Что до меня, то я брал все, что попадалось, без всякого смущения, словно получал из рук самого хозяина; согласия его мне не требовалось, поскольку он все равно не мог отнять у меня свое добро. Воровать я начал еще ребенком; правда, позднее отстал от этого дела, а все же меня можно было сравнить с низко срубленным деревцом, у которого все же сохранились живые корни под землей: через много лет из них вырастает новое дерево с теми же плодами. Скоро вы узнаете, как я снова принялся за старое; да и все то время, пока не воровал, я ходил сам не свой, словно выбитый из колеи, а теперь наконец решил вернуться к любимому занятию.

Мальчишкой я был мастером своего дела и отлично навострился хватать что плохо лежит. Потом, когда подрос, я точно подагрой заболел: руки-ноги отнялись и пальцы окоченели. Но вот я выздоровел и снова пустился по прежней дорожке. Мастерством своим я дорожил не меньше, чем добрый солдат оружием, а наездник конем и сбруей. Зато если хевра не знала, как поступить, то на помощь призывали меня; я мог подать дельную мысль, и во всех важных случаях мой голос был решающим.

Внимали мне, точно оракулу, и следовали моим советам без возражений и споров. У меня обучалось не меньше новичков, чем толпится абитуриентов в больницах и медицинских школах Сарагосы или Гваделупского монастыря[108]. Тяга к воровству находила на меня приступами, как лихорадка. Ведь этот источник пропитания служил мне и тогда, когда все остальные иссякали. Он постоянно был при мне, — стоило только руку протянуть, — словно висел на подаренной моим бывшим господином золотой цепочке, которую я еще долго хранил. Привычка к воровству сидела во мне столь же прочно, как веселость; она была неистребима и навеки запечатлена в моей душе, точно врезанные в гранит письмена. Даже в те промежутки, когда я жил честно, от воровства я не отрекался и готов был в любую минуту пустить в ход свое искусство.

Мы выехали с Сайяведрой из Милана прекрасно одетые и не хуже снаряженные, так что всякий принял бы меня за человека богатого и достойного. Не я первый, не я последний мог бы воскликнуть: «Угощайтесь, рукава, ведь потчуют-то вас!» По одежде судят о человеке. Будь ты хоть Цицерон, да в отрепьях — плохой из тебя выйдет Цицерон! На такого и смотреть не станут, да, пожалуй, еще обзовут дураком. Нет на свете другого разума и науки, как много иметь да побольше хватать, все прочее — стертая монета, не имеющая хождения.
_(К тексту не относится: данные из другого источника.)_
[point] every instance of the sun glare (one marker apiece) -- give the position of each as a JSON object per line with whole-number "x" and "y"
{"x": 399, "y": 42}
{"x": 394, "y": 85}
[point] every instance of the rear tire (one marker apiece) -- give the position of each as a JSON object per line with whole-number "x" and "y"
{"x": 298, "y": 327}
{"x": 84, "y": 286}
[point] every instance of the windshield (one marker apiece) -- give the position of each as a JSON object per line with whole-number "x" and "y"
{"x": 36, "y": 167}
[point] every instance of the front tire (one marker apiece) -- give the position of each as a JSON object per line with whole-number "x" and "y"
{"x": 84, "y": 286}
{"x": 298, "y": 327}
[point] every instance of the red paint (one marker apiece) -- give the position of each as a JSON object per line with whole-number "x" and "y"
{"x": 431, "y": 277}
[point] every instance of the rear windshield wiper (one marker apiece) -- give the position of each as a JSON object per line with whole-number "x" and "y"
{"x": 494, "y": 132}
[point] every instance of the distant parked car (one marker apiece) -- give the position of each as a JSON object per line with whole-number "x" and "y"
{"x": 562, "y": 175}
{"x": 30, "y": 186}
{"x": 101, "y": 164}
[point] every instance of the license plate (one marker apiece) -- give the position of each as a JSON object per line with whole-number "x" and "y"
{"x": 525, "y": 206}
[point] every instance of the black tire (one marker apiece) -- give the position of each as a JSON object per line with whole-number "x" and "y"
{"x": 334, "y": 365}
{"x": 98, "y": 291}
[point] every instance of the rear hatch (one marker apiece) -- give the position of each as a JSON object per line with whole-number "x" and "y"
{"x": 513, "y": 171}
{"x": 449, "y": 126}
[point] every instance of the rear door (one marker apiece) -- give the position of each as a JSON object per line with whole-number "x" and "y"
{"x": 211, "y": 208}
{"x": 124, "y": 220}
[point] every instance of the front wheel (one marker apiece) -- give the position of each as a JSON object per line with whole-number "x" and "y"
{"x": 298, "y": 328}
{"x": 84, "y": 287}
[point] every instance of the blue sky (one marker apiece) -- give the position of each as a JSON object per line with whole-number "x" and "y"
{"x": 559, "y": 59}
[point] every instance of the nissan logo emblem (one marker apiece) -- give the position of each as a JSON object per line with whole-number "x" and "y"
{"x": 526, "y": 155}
Не найдется для тебя ни стула, ни места, если выйдешь к трапезе в поношенном платье, пусть ты хоть весь окутан ризами добродетели и учености. В наше время никто на это не смотрит. А придешь нарядно одетый, так будь у тебя вместо души помойная яма, поросшая молодой травкой, — всякому лестно поваляться на этом лужку.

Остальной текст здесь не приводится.